Letter to the Editor on Alain Soral

Dear Dr. MacDonald,

I stumbled upon your work today which, by a strange coincidence, is the same day you published a blog post about Alain Soral and the Dieudonné affair, issues I know a little about, having explored a good deal of Soral’s work and movement.

A small correction: it is not quite accurate to say that “Soral does not see Muslim immigration as a threat.” Soral is opposed to immigration both because it hurts lower-class French and because it leads to multiculturalism (métissage), but he is not anti-Muslim as such. As immigration has already occurred, he supports “equality and reconciliation” between (White, Catholic) French nationalists and “patriotic Muslims.” He sees Islam as something which can help keep Muslim youth away from social degeneracy and petty criminality, and he admires Islam’s conservatism, spiritualism and virility, a potentially powerful ally against the post-60s West’s hyper-individualism, Mammonism and effeminacy. Arabs and Muslims are also more likely to be anti-Zionist for the simple reason of their co-ethnics and/or co-religionists suffering in Palestine. Soral wants an “(ethnic) community rebalancing” in which the Jewish community would be less over-represented and the Muslim community would be strengthened.

He sees immigration in France as having been promoted by business elites for economic reasons and Jewish elites to weaken France’s ethnic cohesion. There is a vindictive strain among certain Jewish intellectuals, most obviously Bernard-Henri Lévy, who have not forgiven “France” as whole and the French people for the Vichy Regime, a Francophobic sentiment already condemned by the liberal patriot Raymond Aron in the 1980s. This sentiment appears to have gotten worse among many in the post-WWII generation of French Jews rather than the generation which actually experienced prewar antisemitism and Vichy. Soral sees a superficially “patriotic” anti-Muslim and anti-immigration turn among many French Jewish intellectuals (notably Alain Finkielkraut) for no other reason than they (probably correctly on the whole) perceive the new arrivals as more Judeocritical than the natives.

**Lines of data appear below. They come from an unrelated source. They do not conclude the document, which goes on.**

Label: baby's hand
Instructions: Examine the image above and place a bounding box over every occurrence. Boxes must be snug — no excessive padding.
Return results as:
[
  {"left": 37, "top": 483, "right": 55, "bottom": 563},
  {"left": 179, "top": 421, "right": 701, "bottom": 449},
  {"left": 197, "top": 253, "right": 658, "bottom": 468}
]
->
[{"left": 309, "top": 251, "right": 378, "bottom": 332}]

Soral’s reasons for leaving the Front National are complex. He appears to have been disliked by the apparatchiks who had been patiently waiting for a rare political office (he was catapulted to the Central Committee by Jean-Marie Le Pen himself) and left after being deprived a high enough position on the ballot lists for the European parliamentary elections to be electable. The difference on Marine Le Pen’s continuing “Muslim-baiting” is a major and substantive one, but he practically sees no alternative to the FN for a French patriot.

Soral himself is something of a phenomenon, difficult to summarize. The subject really deserves a solid book to explain it to Anglo audiences. The most striking thing for me is the extent to which there has been — from very different beginnings, national values and assumptions — convergence in his conclusions with Paleoconservatives and old school Progressives on both sides of the Atlantic around issues such as the Nation-State, national cohesion, and moderate protectionism (even if most would probably not share his Judeophobia).

The Dieudonné affair itself has been fascinating: Never has so much attention been brought to bear onto the infamous so-called “double standard” (deux poids, deux mesures) of the French media-political class in its treatments of Israel or antisemitism, as opposed to anti-black racism, Islamophobia, Christophobia or plain old Francophobia. A lot of people could not understand why such blatant preventative censorship and such incredibly disproportionate attention from the highest levels of the State was happening because of a Franco-Cameroonian comedian’s (non-televised) stand-up act, posing awkward questions which most French people have been taught from a young age not to ask.